To serve international customers banks are permitted to set up what are known as "Edge Act corporations." The original Edge Act, passed in 1919, gave US banks very limited powers over foreign banking activity within US borders; but it did let them conduct some international banking activity outside their home states. The new rules, outlined in the International Banking Act of 1978, are an attempt to give US banks a chance to compete with the rapid growth of foreign banks operating in the US -- and serving US corporations.
International banking activity, starting from a low level in the 1950s, began to grow steadily in the 1960s. Since 1972 foreign banks have more than doubled their share of total US banking assets, according to a recent study by the General Accounting Office. And while US banks took 11 years to triple their activity in all overseas countries, foreign banks have tripled their activity in the US in just seven years, the study found.
One result of this, a bank official says, is that many US corporations, looking for ways to finance international activities, often had to turn to foreign banks and continued to do business with that bank once they set up operations overseas.
Walter Farrell, of the Federal Reserve Bank of Boston, offered a fictitious but likely example of why the new rules were needed:
A smaller Boston-based company, specializing in high-technology computer products, wants to find new markets outside the United States. It settles on the Caribbean and Latin America as the most promising spot for added customers.
But the company needs a source of financing to pay for the new production, storage, and, later, for shipment from Miami. But without a branch of its Boston bank in Miami, the company might either go to a foreign bank or to a Miami bank that is not familiar with the firm's executives or the company's reputation.
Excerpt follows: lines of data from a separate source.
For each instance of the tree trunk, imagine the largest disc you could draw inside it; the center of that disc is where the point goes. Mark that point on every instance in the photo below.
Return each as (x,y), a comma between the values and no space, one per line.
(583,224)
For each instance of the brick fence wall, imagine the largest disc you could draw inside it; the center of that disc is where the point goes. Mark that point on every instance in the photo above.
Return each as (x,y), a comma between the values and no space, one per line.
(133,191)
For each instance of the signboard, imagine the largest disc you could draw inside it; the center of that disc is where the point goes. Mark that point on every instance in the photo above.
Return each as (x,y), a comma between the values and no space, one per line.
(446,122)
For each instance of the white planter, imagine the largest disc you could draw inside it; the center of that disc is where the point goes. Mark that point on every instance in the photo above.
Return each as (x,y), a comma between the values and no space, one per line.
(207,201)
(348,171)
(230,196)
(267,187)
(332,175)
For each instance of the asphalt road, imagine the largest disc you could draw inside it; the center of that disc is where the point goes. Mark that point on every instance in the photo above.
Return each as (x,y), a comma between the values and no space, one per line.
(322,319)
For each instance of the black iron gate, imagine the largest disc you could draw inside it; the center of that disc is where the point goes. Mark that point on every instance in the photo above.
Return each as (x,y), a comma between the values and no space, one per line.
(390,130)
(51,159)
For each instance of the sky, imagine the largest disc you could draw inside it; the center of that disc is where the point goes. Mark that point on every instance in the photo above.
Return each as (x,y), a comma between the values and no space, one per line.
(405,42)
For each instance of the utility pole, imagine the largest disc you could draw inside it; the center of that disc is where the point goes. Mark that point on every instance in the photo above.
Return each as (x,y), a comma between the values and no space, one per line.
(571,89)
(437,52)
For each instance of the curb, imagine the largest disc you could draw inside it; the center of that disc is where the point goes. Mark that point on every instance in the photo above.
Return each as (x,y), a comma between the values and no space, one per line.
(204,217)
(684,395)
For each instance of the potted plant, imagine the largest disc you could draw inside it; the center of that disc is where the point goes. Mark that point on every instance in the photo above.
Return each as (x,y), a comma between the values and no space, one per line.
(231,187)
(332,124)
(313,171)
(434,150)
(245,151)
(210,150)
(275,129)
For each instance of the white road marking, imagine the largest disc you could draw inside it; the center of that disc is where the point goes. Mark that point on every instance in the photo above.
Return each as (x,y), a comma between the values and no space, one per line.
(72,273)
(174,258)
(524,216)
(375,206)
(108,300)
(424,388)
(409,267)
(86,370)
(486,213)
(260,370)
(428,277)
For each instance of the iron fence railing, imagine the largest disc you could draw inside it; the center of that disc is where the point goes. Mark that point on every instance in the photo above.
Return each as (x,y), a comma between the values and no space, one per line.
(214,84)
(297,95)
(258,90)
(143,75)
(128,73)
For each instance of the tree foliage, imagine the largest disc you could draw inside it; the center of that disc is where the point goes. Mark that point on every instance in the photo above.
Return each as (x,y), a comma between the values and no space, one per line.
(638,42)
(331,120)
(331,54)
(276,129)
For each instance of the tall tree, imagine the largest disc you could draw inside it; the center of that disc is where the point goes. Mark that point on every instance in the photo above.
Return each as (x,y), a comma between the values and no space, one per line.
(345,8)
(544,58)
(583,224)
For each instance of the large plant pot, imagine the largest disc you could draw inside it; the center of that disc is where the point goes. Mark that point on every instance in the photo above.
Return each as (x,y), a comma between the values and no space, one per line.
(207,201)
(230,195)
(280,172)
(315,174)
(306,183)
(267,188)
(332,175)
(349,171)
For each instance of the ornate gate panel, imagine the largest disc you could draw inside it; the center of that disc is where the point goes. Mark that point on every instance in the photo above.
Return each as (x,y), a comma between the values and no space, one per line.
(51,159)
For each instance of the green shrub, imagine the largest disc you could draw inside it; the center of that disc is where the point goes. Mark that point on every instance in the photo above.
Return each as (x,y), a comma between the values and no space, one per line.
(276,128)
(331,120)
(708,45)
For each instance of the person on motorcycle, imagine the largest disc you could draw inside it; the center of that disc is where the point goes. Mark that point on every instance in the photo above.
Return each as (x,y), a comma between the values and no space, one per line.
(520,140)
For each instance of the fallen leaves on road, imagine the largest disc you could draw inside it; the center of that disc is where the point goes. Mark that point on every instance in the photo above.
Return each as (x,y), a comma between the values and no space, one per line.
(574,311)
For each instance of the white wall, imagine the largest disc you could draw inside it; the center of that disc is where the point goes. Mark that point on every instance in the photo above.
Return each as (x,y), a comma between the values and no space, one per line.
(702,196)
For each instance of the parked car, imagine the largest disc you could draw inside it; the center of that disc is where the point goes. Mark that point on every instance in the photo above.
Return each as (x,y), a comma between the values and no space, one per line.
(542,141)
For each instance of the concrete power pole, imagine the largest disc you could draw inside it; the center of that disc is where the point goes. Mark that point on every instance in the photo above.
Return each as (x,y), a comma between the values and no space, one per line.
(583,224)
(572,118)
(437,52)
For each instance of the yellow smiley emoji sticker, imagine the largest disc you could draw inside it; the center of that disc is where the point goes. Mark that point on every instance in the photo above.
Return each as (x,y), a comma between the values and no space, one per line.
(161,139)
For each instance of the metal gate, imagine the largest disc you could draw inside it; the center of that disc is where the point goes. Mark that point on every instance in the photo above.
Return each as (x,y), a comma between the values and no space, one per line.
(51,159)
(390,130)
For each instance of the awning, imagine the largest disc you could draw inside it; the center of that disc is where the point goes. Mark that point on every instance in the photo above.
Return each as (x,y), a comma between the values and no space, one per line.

But with the new rules, an executive of that firm might be able to do business with an Edge Act office of his Boston bank in Miami that can meet all of his international financial needs. Not only would the office be able to handle financing for shopping, but it could also provide loans for the manufacture and storage of the overseas-bound equipment.
"One of the original intentions of the work that led to Regulation K [the Edge Act changes] was to make it easier for companies to export goods," Mr. Farrell said.
While the Boston bank's Edge corporation in Miami can serve its customers' international needs, it can also be gathering deposits from other foreign customers, as well as have access to the thriving Eurodollar markets in the Bahamas and on other Caribbean islands, he continued.
As long as they are dealing with international business Edge corporations of US banks are not subject to the laws that prohibit branching across state lines.
An attorney with the Federal Reserve in Washington said there has not been a rush by US banks to set up Edge corporations since the amendments went into effect. Many of the larger banks already had such offices, and the new law merely expanded these offices' powers, he explained. In Boston, Mr. Farrell said there has been only one applicatoin by a bank from outside the New England district to set up a new Edge corporation in this area.
"The major change is that it makes it easier to establish an Edge Act corporation in another city," said George Phelan, executive vice-president of the First National Bank of Boston and head of the bank's international banking department.
In addition, the new regulations permit Edge corporations to make a number of investments and transactions within the United STates without prior approval from federal regulators. All that is needed is 60 days notification. Previously, most of these investments had to wait for approval.